I particularly had the South-African photo in mind as a comparison when I made my statement. Don't get me wrong, I don't approve poverty, I've lived for a couple of years on less than $2 a day and my parents still do, it's just that the Danish photo is so devoid of life, of human interaction, that makes it so depressing for me.
Maybe I'm a little bit biased because right now I'm reading
James C. Scott's "Seeing Like a State: How Certain Schemes to Improve the Human Condition Have Failed" (http://www.amazon.com/Seeing-Like-State-Condition-Institutio...), which has a couple of chapters against modern, centralized, well-planed architecture that is designed "to look good from a plane" (he gives Brasilia as a negative example). Now, I know these suburbs weren't probably planned by the Government, but the main idea behind their design and planning is the same, i.e. to look good from a geometrical point of view.

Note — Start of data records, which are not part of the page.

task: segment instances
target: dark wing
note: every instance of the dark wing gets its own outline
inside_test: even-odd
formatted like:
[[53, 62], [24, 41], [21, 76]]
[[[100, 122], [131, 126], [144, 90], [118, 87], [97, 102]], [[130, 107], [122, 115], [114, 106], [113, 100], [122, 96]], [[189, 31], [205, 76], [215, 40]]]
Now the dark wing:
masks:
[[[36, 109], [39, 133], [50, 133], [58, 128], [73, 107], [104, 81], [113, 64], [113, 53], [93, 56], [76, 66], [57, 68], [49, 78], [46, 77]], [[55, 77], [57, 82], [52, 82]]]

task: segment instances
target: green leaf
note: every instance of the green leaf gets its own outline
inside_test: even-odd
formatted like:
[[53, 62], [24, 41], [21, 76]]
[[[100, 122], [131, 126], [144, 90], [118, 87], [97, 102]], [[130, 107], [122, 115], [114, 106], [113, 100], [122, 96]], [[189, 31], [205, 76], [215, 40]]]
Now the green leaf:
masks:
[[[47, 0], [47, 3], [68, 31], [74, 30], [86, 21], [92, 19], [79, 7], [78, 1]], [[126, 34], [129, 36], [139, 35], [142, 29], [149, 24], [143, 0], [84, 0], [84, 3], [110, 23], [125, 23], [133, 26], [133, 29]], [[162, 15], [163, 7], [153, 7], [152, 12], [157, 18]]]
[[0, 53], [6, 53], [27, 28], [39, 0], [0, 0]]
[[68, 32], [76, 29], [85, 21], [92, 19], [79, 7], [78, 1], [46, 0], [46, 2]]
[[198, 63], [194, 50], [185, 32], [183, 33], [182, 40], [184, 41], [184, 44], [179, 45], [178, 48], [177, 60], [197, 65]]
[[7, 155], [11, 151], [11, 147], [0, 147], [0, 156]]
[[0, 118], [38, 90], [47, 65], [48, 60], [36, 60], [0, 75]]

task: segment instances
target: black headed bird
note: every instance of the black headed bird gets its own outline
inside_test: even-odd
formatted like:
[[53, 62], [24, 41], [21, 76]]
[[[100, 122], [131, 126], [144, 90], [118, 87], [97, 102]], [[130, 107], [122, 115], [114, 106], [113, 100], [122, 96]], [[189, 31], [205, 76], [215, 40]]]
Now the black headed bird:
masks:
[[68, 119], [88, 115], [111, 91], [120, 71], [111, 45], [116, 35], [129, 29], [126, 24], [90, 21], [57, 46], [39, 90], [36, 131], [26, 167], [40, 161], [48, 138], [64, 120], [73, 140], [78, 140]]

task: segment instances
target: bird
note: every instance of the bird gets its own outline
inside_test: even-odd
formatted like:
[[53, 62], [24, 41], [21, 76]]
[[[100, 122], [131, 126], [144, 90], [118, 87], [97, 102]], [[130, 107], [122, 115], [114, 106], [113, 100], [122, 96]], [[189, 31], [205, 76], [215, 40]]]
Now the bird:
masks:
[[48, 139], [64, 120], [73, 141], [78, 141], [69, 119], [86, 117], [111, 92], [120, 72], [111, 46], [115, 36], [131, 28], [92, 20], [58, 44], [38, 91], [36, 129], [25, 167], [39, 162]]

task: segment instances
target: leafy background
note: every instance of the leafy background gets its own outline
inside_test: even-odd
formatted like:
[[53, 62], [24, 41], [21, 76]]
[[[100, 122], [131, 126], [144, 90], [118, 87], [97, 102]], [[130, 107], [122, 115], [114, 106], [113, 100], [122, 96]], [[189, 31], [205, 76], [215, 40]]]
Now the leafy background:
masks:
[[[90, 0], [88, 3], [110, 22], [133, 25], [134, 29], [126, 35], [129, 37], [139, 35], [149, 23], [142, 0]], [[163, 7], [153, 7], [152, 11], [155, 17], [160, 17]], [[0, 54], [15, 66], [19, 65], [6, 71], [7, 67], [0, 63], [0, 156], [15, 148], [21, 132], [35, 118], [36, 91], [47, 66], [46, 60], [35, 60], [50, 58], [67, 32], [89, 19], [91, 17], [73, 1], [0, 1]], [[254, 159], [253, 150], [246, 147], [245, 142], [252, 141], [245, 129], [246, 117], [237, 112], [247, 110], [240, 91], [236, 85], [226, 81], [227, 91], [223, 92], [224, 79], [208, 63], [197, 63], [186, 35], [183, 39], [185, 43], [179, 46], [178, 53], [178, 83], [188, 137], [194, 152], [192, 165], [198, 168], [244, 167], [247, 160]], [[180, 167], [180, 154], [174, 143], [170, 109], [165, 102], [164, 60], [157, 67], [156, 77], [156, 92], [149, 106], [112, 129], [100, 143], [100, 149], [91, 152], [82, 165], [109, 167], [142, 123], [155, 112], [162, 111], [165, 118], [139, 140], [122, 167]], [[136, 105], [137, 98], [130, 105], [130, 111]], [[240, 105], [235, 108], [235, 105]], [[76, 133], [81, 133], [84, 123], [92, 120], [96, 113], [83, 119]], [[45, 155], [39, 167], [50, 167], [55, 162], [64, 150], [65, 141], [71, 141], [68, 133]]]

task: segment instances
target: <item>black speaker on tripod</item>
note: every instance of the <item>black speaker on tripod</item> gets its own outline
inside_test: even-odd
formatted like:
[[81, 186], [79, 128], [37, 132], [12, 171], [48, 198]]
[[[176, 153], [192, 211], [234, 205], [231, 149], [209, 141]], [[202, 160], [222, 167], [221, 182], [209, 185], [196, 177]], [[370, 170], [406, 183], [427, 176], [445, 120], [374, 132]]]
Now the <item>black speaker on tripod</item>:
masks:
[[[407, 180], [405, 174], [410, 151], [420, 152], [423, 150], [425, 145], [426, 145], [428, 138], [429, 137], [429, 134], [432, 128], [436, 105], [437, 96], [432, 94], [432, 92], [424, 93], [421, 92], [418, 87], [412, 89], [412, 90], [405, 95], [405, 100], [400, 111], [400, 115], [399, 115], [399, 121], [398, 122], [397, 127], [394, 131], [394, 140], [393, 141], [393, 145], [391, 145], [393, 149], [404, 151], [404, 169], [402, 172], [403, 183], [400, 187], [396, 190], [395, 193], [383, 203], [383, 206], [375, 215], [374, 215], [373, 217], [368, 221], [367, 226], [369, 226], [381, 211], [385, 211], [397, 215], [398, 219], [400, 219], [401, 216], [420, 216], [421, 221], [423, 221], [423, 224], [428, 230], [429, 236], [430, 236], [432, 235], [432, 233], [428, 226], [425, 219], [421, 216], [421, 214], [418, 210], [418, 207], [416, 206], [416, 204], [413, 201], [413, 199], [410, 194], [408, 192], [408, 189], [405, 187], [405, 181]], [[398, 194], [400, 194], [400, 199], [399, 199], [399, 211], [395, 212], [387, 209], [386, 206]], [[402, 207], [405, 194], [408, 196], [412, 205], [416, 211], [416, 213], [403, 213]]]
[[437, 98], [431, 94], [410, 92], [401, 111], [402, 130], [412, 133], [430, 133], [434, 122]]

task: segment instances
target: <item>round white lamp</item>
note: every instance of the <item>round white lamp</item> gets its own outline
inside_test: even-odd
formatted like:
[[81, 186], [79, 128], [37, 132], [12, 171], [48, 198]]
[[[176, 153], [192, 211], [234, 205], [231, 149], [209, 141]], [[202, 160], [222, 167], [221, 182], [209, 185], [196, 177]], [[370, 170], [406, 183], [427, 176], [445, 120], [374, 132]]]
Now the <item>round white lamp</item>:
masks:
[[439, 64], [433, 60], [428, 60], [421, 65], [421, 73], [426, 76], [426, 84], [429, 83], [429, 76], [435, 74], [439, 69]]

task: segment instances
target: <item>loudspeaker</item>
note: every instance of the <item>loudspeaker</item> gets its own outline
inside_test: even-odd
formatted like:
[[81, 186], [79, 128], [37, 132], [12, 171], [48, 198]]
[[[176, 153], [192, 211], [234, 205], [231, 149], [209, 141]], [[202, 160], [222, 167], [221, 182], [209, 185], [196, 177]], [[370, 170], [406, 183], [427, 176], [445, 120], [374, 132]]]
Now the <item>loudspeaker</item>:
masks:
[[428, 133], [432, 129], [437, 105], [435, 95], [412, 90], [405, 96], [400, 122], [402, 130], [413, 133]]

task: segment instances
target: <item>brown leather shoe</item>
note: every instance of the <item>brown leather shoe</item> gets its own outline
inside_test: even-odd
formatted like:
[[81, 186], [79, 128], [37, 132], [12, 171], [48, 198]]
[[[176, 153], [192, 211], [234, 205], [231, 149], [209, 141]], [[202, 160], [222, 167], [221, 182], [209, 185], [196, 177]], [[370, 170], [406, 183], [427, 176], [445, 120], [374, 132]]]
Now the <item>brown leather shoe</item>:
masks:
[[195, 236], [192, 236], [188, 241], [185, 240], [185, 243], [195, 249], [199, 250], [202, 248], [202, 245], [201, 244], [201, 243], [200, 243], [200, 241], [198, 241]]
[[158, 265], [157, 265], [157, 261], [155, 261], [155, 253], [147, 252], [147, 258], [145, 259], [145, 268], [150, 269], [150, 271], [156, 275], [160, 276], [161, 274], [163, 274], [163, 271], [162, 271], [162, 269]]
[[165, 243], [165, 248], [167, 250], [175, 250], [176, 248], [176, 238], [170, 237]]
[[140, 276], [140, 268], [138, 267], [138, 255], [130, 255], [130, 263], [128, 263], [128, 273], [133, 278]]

It depends on how you look at it. With a more contained and 'gathered' approach, I would think that it would foster a tighter 'community feel' between the neighbors than in a more spread out model. That doesn't seem devoid of human interaction to me.
Each house has tall hedges surrounding it, acting as barriers from neighbors. It seems you'd have to walk all the way around if you wanted to visit. Then, everyone parks in the circle so the car you drive is the most prominent feature of your home.
It looks cool, but I can see how someone might consider it odd.
But all properties are connected at a central point, making it easy to put together gatherings of everyone in the community (e.g. 'block parties'). As opposed to a similar number of houses in a grid pattern. That's just my impression though.
Care to elaborate on why the other picture depresses you?